# Fluval 404 canister filter questions....



## fishfrenzy (Jan 20, 2005)

Are the fluval 404 canister filters any good? Would it work for a SW and FW set-up?? I might be able to get one for free to use with the 75g bow front tank i am going to be buying from my boss. However, if its not a good filter then I will prob just spend some money and get a better one. Still not sure if Im going to make the 75g a SW tank or FW african cichlid tank. Would the Fluval work for either, or would i need a better one? for SW? Thanks for the help!!

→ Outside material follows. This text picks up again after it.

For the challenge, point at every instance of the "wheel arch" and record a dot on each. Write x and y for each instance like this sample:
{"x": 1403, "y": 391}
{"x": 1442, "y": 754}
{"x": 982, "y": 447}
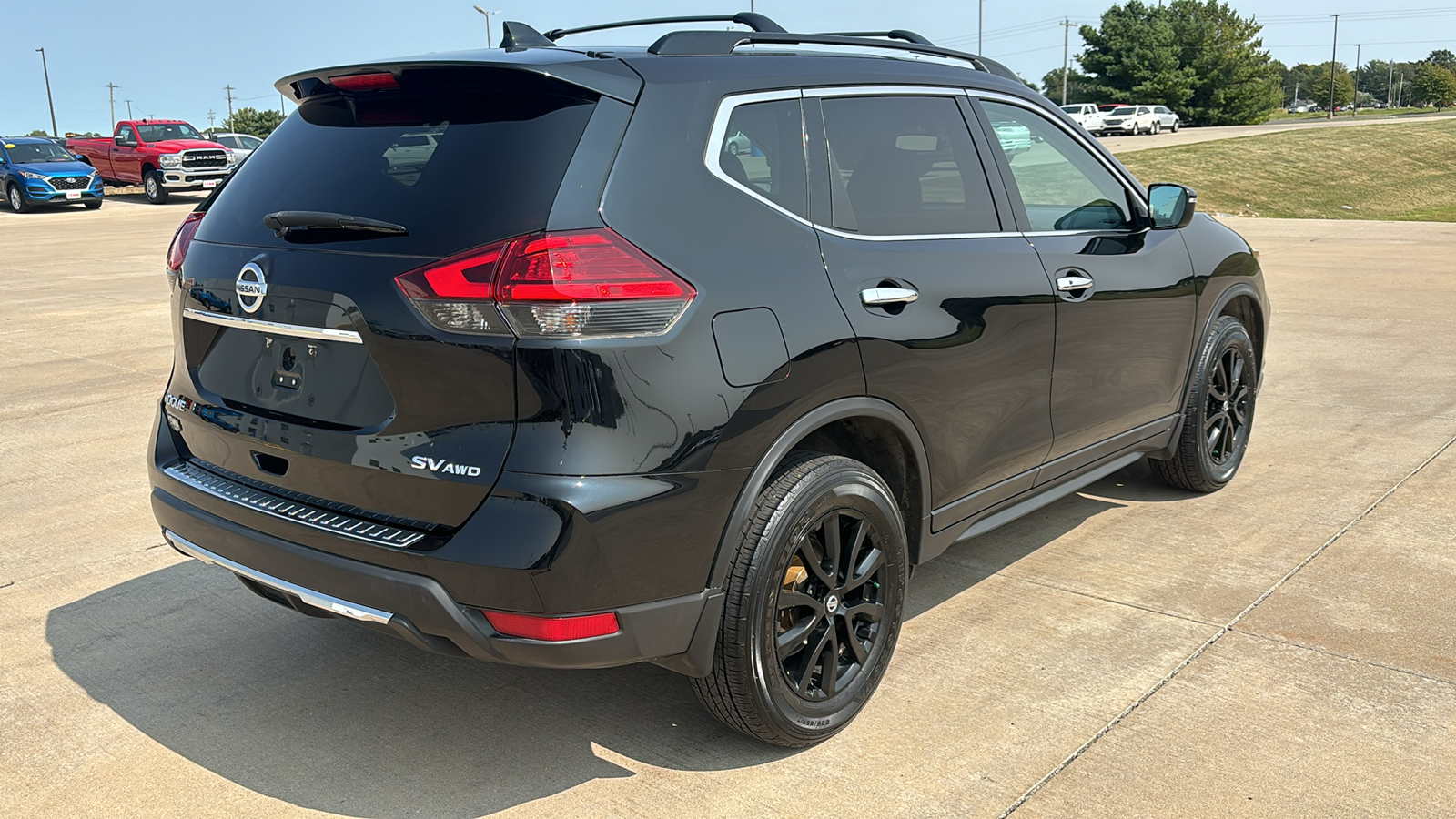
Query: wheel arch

Oh and heres a link incase yall dont know what i'm talking about...... 
http://www.drsfostersmith.com/product/prod_Display.cfm?siteid=6&pCatId=3601


----------



## flynngriff (Jan 19, 2005)

I have one on my freshwater 125, and I've had no problems at all. I also have a rena filstar XP3, and in my opinion the fluval 404 is the better filter. The rena XP3 gets clogged sooner, and needs more maintenance. The fluval 404's waterflow stays higher for longer, and it's got a very versatile media set-up. It's got a total of 6 different media compartments, and they're relatively easy to access.

Anyways, I like it a lot.


----------



## turtlehead (Jan 28, 2005)

I would use an eheim canister filter, the best out there.


----------



## flynngriff (Jan 19, 2005)

I've heard a lot of people saying that the eheims are the best, so I suspect it's true... But I've never had an eheim. What makes them the best?

Thanks


----------